Christian Counseling: Handling a Spouse's Affair


The Doctor Is In Question:


My daughter's dad & I have been having problems with him seeking other women. I'm asking for help on how to deal with this emotionally, how to talk to him about my feelings or what he wants out of our relationship, & most important how/what to tell our daughter if we decide that we are no longer going to try to make our relationship work. I love him very much & I not only want him in our daughter's life but mine as well. Please help me.



The Doctor's Response:


It is always tragic when a spouse has or is seeking to have an affair, especially when there are children involved. Managing such a situation requires tough solutions and hard, immediate actions. 



As the saying goes, “The one who loves the least has the power in the relationship.” This means the less one loves the easier to challenge the relationship, since they have less to lose, but the more one loves the more one has to lose. Therefore, the latter will tend toward being cautious, take more pain than perhaps is necessary and be subject to the other’s conduct and possible control of the relationship.



Love, as intended by God, is unconditional. Yet, it is not without tough boundaries that limit the relationship or may even bring a necessary end to a relationship. Scripturally speaking, when a spouse has an affair it is recognized by God as having been broken. One is free to walk away since the behavior has resulted in spiritual divorce. A spouse who is also a victim is not under bondage to the marriage any longer. But when one loves the other he or she doesn’t want to let go, may not feel he or she has the emotional strength to let go and, unfortunately, subjects himself or herself to serious long-term pain that can have a life-long, negative affect on the whole family.

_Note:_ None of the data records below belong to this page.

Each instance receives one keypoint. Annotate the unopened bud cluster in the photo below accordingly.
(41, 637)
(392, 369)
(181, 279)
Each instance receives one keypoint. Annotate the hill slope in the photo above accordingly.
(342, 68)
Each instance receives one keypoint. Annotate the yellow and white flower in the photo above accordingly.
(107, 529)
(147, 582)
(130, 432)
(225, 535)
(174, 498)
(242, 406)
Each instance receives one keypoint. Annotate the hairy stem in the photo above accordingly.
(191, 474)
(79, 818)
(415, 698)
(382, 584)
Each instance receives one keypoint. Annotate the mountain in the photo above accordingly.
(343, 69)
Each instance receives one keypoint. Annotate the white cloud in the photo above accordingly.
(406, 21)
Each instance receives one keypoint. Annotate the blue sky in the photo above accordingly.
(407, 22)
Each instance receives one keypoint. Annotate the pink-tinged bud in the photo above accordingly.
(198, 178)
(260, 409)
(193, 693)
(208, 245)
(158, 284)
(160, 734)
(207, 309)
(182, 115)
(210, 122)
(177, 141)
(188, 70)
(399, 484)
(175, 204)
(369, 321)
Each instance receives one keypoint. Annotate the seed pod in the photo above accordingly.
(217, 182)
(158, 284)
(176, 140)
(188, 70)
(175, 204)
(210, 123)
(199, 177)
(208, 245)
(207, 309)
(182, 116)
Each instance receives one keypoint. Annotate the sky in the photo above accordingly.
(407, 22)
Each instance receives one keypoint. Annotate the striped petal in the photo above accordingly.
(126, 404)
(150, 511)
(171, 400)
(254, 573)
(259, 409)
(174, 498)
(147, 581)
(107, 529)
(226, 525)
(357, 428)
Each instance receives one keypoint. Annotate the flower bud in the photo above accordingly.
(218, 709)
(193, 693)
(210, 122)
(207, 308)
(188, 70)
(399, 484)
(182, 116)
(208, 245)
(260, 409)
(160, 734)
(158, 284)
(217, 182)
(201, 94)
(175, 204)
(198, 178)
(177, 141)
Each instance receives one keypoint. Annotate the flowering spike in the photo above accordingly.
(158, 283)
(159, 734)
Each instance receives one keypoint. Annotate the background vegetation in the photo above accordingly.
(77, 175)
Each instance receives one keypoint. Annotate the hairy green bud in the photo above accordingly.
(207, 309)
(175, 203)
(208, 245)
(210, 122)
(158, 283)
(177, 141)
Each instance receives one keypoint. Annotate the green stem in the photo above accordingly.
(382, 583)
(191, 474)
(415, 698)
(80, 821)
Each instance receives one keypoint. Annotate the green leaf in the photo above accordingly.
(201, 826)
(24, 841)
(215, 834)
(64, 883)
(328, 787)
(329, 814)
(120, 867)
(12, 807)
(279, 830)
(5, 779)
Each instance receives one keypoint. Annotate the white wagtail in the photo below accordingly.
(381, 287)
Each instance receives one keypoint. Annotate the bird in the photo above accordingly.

The time to let go and move on with one’s life is after determining there are biblical grounds and that the offending spouse doesn’t want the marriage and/or is not willing to work on it. Letting go is not dependent on whether or not one has loving feelings. For example, generally, our secular society says if you lose loving feelings, it’s time to find someone else. Marriage is not based on feelings, though they play a large role. Staying in a bad relationship when a spouse is actively pursuing an affair can communicate unintended, detrimental messages to observing children. They need to see a parent effectively handle a tough situation, which helps prepare them for a future, successful marriage.



If one person in a marriage has a problem, then both have a problem. Sufficient is just one who sees a problem and right is that person to lay it out in plain communication with appropriate boundaries, such as: requiring the offender to immediately end any harmful behavior, requiring getting help (however, if the offender refuses, then the offended should enter individual counseling) and no sex until it is determined an adulterer is free of any STDs and has ended any contact with a paramour. Each person should know his or her own limitations to coping with the relational troubles—what one cannot live with and without—and state those boundaries to his or her partner, along with consequences should the boundaries be disregarded. The consequences are not punishments, but information and reality aimed at protecting the offended spouse and the family from any undue pain, as well as the future of the marriage.



As regards children, without knowing the age of children it is difficult to comment effectively. Generally, shielding young people from knowledge about a family break up is prudent, if one is unsure that’s what is going to happen. Once a separation or divorce has been determined to be the next course of action, briefly, calmly and factually explain only the general points at hand. Be discerning, and briefly address their questions without excessive detail. Once during the talk and also at the end let your children know you will be okay, as will they. A healthy dose of assurance and support will be needed throughout the conflict. If you see changes in their personality, sociability, school grades and/or use of substances, get them help as soon as possible.